Figure 4. Effect of density and presentation of surface-bound complexes on the efficiency of reverse (substrate-mediated) transfection

Low densities of adsorbed complexes lead to low levels of particle uptake and expression upon cell seeding (A). Increasing the density of adsorbed complexes may lead to proportionally increased expression (B), but over-tight immobilization of complexes renders cells unable to internalize bound complexes, and diminishes transgene expression (C). Complexes co-immobilized with extracellular matrix components often support superior internalization and transfection (D) by incompletely-understood mechanisms.

Figure 5. Known micro- and nano-topographical effects on cell phenotype, and their possible impact on nonviral gene delivery

The quantity and denaturation of matrix proteins adsorbed to patterns can be increased or decreased, depending on the specifics of the substrate topography and chemistry. These differences in the adsorbed protein layer mediate alterations in a number of cell phenotypes. In general, cells cultured on patterned topographies have decreased spreading and proliferation, reduced integrin clustering, and smaller focal adhesion complexes compared to smooth controls. Proliferative cells are often more susceptible to nonviral gene delivery.

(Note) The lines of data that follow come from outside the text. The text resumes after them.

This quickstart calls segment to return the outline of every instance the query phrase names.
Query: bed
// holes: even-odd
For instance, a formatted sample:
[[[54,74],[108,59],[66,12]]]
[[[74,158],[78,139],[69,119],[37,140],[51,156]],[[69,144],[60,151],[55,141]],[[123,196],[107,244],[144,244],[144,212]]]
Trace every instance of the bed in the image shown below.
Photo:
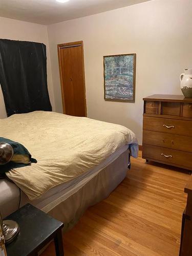
[[[0,119],[0,131],[37,160],[0,179],[2,215],[30,202],[65,222],[66,230],[124,179],[138,150],[135,135],[124,126],[54,112]]]

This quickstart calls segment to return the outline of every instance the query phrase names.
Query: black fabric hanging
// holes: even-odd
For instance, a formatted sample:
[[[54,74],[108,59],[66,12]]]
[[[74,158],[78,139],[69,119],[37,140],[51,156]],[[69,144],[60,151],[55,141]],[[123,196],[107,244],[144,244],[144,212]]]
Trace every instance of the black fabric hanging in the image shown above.
[[[46,46],[1,39],[0,84],[8,116],[35,110],[51,111]]]

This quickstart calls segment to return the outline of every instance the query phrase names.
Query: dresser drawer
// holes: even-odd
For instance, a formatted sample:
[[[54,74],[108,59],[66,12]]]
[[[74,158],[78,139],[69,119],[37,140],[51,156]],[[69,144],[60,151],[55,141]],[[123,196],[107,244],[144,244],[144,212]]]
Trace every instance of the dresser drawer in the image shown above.
[[[146,101],[145,113],[146,114],[160,114],[160,104],[159,101]]]
[[[192,122],[183,120],[143,116],[143,130],[192,136]]]
[[[192,137],[144,130],[143,144],[150,144],[192,153]]]
[[[182,116],[192,118],[192,103],[183,103]]]
[[[142,156],[146,159],[192,169],[192,153],[151,145],[143,145]]]

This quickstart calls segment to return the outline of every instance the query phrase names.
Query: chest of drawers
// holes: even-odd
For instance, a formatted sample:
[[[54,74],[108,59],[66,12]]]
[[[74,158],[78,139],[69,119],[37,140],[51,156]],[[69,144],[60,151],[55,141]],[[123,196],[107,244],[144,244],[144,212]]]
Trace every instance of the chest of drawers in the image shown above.
[[[192,99],[143,98],[142,157],[192,170]]]

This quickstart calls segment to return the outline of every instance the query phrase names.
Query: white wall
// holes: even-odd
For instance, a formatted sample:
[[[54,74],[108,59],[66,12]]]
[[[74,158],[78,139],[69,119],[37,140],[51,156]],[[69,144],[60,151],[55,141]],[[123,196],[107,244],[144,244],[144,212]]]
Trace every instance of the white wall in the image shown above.
[[[192,1],[154,0],[48,26],[56,110],[62,112],[57,44],[83,40],[88,117],[125,125],[142,143],[142,98],[181,94],[192,68]],[[135,103],[103,99],[103,56],[137,54]]]
[[[48,84],[53,110],[55,103],[47,27],[0,17],[0,38],[43,42],[47,46]],[[0,118],[6,117],[5,103],[0,87]]]

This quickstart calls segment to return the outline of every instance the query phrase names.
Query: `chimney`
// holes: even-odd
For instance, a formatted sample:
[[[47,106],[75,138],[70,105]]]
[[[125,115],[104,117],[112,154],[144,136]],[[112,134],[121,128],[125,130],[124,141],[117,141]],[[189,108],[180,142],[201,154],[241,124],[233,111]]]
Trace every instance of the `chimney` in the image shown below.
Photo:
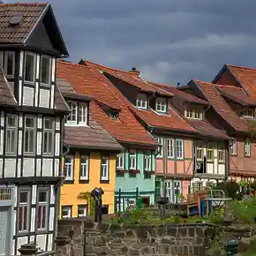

Further, actin-mediated transduction of tension from integrin-nucleated focal adhesions to the nucleus alters the expression of a multitude of secreted and intracellular proteins; many of these proteins play a role in endocytosis, and therefore likely in the endocytic uptake of nonviral carriers. Finally, patterned topography can control the differentiation state of many cell types, plausibly leading to altered transfectability.

Figure 6. Two possible routes for the direct modulation of nonviral carrier uptake by integrin signaling

Actin filaments localized to the cell surface by integrin-containing focal adhesions bind to the HIP1/HIP1R complex, which recruits AP-2 to assemble the clathrin coat on nascent vesicles. Cortactin is thought to induce and localize the polymerization of actin at internalizing vesicles by linking dynamin and the actin-nucleating complex Arp2/3. Integrin disassembly and internalization is a clathrin-mediated process, and high rates of this activity on patterned topography could compete with or augment complex uptake. Integrin engagement also results in local sequestration of caveolin-1 and stabilization of caveolae at the cell surface. Subsequent integrin release induces caveolae internalization, but it is unknown what effect this may have on the uptake of nearby gene carriers. Nanotopographical control of integrin engagement and turnover (depicted) may be a useful tool in the study of these effects.